I had a petroleum engineering prof that told us to keep our minds open to what may seem doubtful at the time. He was a brilliant old fart, yet lived on the cutting edge of technology.
Seems like good common sense to me. As we know, arrogant lib scientists are always quick to except something as fact and rule everything else out. Then later they are shown to be the know-it-all jerks that they are.
BTW, I was a geology major back in the 80s. Nearly completed a BS, but for one geology field trip course and a few dopey non-major courses.

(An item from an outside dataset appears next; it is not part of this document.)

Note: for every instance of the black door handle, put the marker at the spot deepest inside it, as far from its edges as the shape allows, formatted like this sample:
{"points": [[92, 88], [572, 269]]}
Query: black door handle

I was at a geology meeting a few months ago talking about the Missoula floods - where the ice dams from the continental glaciers would rupture sending huge floods of water into Washington state which carved out huge river channels, created huge hills, etc. All in a day or two (happened repeatedly over thousands of years as the dam would refreeze, rupture, repeat.
When the guy first proposed that these features were from huge floods he was laughed at (in the 1920’s).
There was a guy at the USGS that let this guy on the rope for many years. When the USGS guy finally retired in the 40’s and got his pension, then he came out with his years and years of research that completed the missing puzzle on the catastrophic nature of the geology. He would have been fired if he had gone against the “known science” of geology being slow and steady forces over large lengths of time.
When a politician screws up, he might lose an election. When a scientist screws up, he might lose a grant.
When an engineer screws up, he could lose a city. Who’d you trust?
How do they know? Did they go down there and measure it all?